Employers can no longer assume that employees of a certain age will retire. Healthier and more active lifestyles, new or changing career aspirations, and would-be retirees’ concerns over the availability of retirement assets and the lack of public resources are driving older workers to continue to work beyond the “traditional” retirement age. Employers should consider modifying their workplace policies and procedures to adapt to this change in workforce demographics.
Under the federal Age Discrimination in Employment Act and California’s Fair Employment and Housing Act, employers may not discriminate against anyone 40 years of age or older in hiring, promotions, wages, benefits, terminations or other conditions of employment. These laws also prohibit employers from implementing “neutral” practices and policies that disadvantage “older” employees.
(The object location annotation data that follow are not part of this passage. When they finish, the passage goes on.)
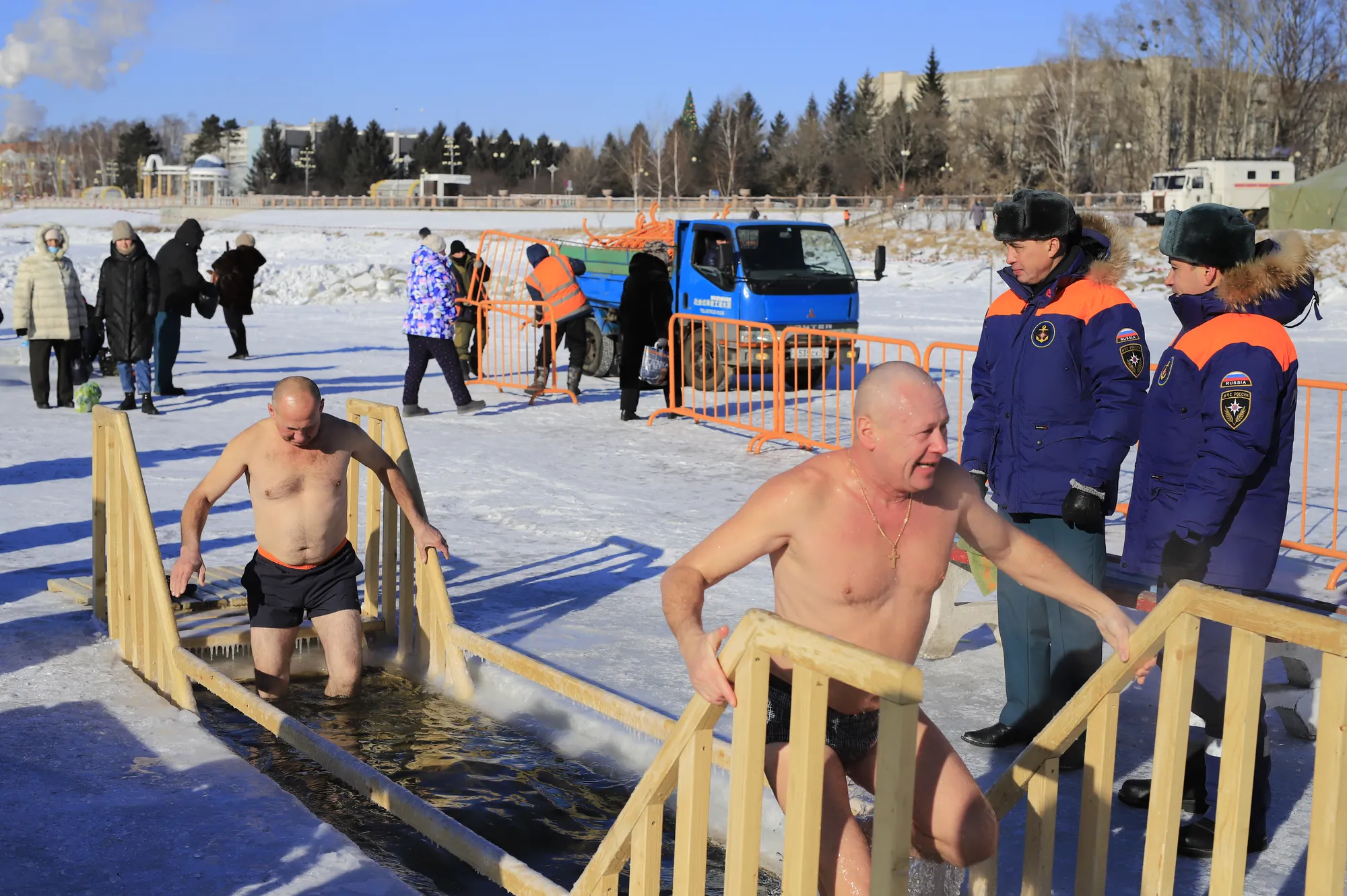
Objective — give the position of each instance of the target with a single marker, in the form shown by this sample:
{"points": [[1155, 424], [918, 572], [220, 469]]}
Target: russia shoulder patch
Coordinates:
{"points": [[1134, 353], [1236, 397]]}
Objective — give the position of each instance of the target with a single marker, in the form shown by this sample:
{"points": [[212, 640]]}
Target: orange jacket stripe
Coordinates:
{"points": [[556, 283], [1082, 299], [1205, 341]]}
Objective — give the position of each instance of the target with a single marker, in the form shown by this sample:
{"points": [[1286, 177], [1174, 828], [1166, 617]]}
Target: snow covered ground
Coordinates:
{"points": [[561, 517]]}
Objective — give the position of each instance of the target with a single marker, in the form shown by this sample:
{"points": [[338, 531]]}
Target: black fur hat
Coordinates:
{"points": [[1209, 234], [1037, 214]]}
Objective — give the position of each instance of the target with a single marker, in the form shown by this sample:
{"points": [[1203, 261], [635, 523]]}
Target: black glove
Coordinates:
{"points": [[1183, 560], [1084, 510]]}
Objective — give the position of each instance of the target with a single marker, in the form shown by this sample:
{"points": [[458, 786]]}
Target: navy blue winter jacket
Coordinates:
{"points": [[1059, 382], [1214, 460]]}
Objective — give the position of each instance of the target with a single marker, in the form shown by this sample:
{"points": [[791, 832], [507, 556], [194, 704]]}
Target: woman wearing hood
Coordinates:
{"points": [[129, 302], [1213, 475], [49, 310]]}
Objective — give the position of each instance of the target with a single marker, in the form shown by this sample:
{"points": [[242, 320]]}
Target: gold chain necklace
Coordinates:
{"points": [[894, 543]]}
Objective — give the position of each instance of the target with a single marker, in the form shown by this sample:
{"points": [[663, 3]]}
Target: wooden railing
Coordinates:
{"points": [[1094, 710], [685, 763]]}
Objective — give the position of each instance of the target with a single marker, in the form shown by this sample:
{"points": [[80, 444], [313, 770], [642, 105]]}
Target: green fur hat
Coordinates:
{"points": [[1037, 214], [1209, 234]]}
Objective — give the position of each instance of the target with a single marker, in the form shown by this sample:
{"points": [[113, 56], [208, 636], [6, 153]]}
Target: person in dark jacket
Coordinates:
{"points": [[472, 276], [181, 287], [1058, 389], [565, 307], [129, 304], [643, 319], [1213, 475], [235, 273]]}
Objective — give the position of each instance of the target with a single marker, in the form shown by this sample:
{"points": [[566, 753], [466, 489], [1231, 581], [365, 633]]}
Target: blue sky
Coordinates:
{"points": [[572, 70]]}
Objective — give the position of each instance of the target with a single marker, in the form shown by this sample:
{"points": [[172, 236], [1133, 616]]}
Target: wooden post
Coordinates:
{"points": [[694, 809], [743, 843], [374, 495], [1239, 751], [1097, 798], [894, 784], [805, 789], [1158, 868], [1041, 831], [1327, 862], [647, 843]]}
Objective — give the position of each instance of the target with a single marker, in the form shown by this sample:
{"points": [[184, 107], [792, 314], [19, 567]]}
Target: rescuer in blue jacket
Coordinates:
{"points": [[1058, 389], [1213, 475]]}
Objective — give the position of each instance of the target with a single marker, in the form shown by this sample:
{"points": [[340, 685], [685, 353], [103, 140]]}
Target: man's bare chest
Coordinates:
{"points": [[292, 473]]}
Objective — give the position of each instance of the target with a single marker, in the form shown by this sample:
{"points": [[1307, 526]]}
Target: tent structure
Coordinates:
{"points": [[1317, 203]]}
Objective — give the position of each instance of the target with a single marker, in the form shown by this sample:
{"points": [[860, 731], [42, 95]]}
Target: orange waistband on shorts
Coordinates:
{"points": [[273, 557]]}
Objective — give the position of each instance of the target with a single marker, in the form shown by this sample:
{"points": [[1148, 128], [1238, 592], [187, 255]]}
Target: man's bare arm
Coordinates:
{"points": [[760, 528], [232, 464], [368, 452], [1037, 567]]}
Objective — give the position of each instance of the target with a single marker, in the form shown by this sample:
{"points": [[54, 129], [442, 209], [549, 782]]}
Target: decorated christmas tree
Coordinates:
{"points": [[690, 112]]}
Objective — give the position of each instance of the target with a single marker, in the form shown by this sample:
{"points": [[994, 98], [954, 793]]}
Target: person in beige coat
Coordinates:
{"points": [[49, 311]]}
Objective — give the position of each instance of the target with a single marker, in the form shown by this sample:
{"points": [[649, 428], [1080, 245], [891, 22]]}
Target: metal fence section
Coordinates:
{"points": [[816, 376], [508, 339], [719, 372]]}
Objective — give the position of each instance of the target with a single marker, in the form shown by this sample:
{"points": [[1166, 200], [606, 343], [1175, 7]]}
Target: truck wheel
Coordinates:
{"points": [[599, 350], [700, 366]]}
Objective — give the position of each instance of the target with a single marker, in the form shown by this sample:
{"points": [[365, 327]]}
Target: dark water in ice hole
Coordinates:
{"points": [[500, 782]]}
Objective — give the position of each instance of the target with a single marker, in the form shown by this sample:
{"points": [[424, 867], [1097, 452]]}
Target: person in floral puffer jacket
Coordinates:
{"points": [[429, 324]]}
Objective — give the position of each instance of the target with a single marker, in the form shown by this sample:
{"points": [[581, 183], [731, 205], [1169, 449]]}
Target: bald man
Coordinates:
{"points": [[860, 540], [297, 463]]}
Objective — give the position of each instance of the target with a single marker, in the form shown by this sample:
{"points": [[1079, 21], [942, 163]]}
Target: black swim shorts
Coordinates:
{"points": [[281, 595], [851, 736]]}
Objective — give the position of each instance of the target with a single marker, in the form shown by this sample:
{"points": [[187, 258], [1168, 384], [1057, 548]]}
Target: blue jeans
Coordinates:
{"points": [[142, 381], [168, 338]]}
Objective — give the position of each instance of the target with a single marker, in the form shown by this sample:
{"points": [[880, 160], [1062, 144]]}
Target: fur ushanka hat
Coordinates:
{"points": [[1037, 214], [1209, 234]]}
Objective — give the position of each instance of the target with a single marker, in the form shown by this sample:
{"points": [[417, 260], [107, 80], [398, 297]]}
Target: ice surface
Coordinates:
{"points": [[561, 518]]}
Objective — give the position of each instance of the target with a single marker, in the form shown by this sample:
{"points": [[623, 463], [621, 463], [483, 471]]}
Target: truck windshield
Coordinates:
{"points": [[794, 259]]}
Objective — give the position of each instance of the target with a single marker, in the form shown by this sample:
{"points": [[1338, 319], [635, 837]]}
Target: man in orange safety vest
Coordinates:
{"points": [[553, 283]]}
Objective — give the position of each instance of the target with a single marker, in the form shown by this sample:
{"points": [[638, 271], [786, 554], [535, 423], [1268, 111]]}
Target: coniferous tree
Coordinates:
{"points": [[134, 147], [370, 160], [273, 168]]}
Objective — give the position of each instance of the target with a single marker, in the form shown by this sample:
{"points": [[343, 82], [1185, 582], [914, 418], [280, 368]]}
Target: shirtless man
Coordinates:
{"points": [[851, 561], [297, 464]]}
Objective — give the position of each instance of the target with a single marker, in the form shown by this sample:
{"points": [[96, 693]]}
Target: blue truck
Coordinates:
{"points": [[786, 273]]}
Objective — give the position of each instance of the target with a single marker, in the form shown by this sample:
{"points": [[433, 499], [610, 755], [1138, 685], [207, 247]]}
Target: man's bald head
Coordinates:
{"points": [[296, 388], [888, 388], [298, 409]]}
For example, refusing to hire applicants who are “overqualified” may be seen as a euphemism for age bias. Similarly, using salary as a factor in determining which employees will be subject to a reduction-in-force may result in successful claims for age discrimination. Employers may only avoid liability for these practices by demonstrating that their personnel practices and policies are based on “reasonable factors other than age.”
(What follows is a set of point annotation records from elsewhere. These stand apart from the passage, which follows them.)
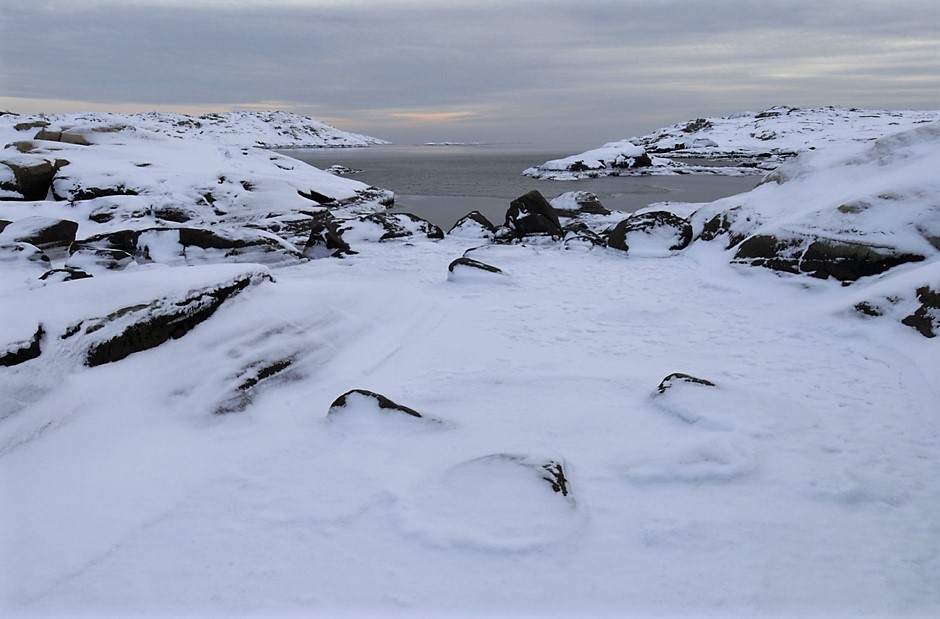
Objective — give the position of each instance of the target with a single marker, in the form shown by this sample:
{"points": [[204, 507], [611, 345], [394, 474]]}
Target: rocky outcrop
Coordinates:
{"points": [[325, 238], [141, 327], [473, 225], [819, 257], [677, 378], [926, 318], [43, 232], [531, 215], [21, 352], [33, 177], [657, 230], [363, 399]]}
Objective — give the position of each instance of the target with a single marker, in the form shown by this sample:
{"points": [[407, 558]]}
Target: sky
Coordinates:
{"points": [[532, 71]]}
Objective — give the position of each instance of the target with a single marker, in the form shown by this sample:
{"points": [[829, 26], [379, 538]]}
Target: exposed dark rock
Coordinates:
{"points": [[249, 379], [66, 274], [15, 252], [586, 204], [160, 321], [531, 214], [850, 261], [21, 352], [319, 198], [43, 232], [768, 251], [33, 179], [325, 238], [111, 259], [395, 225], [926, 319], [556, 477], [381, 401], [173, 213], [647, 223], [679, 377], [123, 240], [36, 124], [473, 264], [473, 219]]}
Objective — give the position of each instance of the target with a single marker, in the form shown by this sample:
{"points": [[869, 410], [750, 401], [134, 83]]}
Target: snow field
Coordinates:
{"points": [[801, 483]]}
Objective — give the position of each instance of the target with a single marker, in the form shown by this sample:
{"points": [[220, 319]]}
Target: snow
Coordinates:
{"points": [[802, 482], [740, 144], [238, 129]]}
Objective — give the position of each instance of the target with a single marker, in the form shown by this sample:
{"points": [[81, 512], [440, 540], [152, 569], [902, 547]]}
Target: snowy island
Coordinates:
{"points": [[745, 143], [234, 384]]}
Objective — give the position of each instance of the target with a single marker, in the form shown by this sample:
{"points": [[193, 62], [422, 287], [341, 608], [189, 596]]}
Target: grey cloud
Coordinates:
{"points": [[600, 68]]}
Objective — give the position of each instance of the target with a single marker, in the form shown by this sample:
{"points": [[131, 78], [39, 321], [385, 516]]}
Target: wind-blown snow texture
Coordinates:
{"points": [[745, 143], [791, 470], [264, 129]]}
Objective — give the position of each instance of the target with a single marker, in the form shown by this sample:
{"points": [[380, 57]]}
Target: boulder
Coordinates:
{"points": [[66, 274], [23, 253], [654, 232], [388, 226], [141, 327], [325, 238], [359, 400], [21, 352], [473, 225], [926, 319], [98, 259], [43, 232], [822, 258], [679, 377], [33, 177], [577, 203], [531, 214]]}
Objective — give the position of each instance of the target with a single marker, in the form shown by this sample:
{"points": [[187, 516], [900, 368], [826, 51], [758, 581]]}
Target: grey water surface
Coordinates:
{"points": [[444, 182]]}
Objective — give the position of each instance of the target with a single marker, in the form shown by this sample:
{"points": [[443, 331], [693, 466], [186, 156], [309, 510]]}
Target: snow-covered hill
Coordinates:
{"points": [[724, 409], [745, 143], [244, 129]]}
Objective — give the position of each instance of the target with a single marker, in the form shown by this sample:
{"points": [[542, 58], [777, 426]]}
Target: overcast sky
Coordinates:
{"points": [[542, 71]]}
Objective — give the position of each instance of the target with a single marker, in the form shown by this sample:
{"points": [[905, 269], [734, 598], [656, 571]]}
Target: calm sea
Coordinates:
{"points": [[443, 183]]}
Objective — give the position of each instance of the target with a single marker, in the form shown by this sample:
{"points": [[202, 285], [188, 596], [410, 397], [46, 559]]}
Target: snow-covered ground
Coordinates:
{"points": [[243, 129], [744, 143], [605, 426]]}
That said, employers may make decisions based on age “where age is a bona fide occupational qualification reasonably necessary to the normal operation of the particular business.” However, this exception is narrowly interpreted, and it generally applies where public safety may be at risk due to an individual’s age, such as airline pilots. (The BFOQ exception also applies where the law requires employees to be a certain age to work in a particular job, such as a bartender.)
As the workforce matures, age discrimination claims based on “failure to promote” and “failure to train” are likely to increase. Employers tend to offer on-the-job training and career counseling to early and mid-career employees. Some employers presume that older workers are uninterested or reluctant to learn new skills or change jobs. Other employers do not want to “waste” training and other resources on employees who “may” retire soon. These decisions, of course, just like only allowing “younger” workers to participate in “succession planning” programs, can lead to liability for employers.
Of course, employers should hold all employees accountable for performing their job functions. As technology changes, employees must acquire new skills and be able to adapt to new expectations. Employees who fail to grow with their positions may find themselves “behind the times” and unable to meet employer demands.
Employers may also engage in inadvertent “age bias.” Supervisors may leave older workers off the email distribution list for the monthly “happy hours” at local pub, for example, assuming they wouldn’t want to attend. Or comment that an older employee “looks good for her age,” or need not be included in strategic planning discussions because he “won’t be around” for much longer.
Tips for Employers
Employers should take affirmative steps to ensure they treat employees of all ages fairly and consistently. They should review their policies and practices to ensure that stereotypes about mature workers have not unintentionally created barriers in recruitment, hiring, promotion and retention. Are applicants with “long” resumes automatically excluded from consideration? Do supervisors tend to assume that older workers are unwilling to travel and only offer out-of-town assignments to younger employees? Do managers consider how long an employee “may” stay with the company to decide which employees to send to conferences? To avoid these situations, leaders must be trained to recognize age bias, and learn how to overcome age-based stereotypes.
Employers also should recognize that the cost of age bias at work is not limited to legal liability for age discrimination or harassment. Failing to integrate older workers into the workplace culture deprives everyone of the knowledge and experience these employees bring to the table.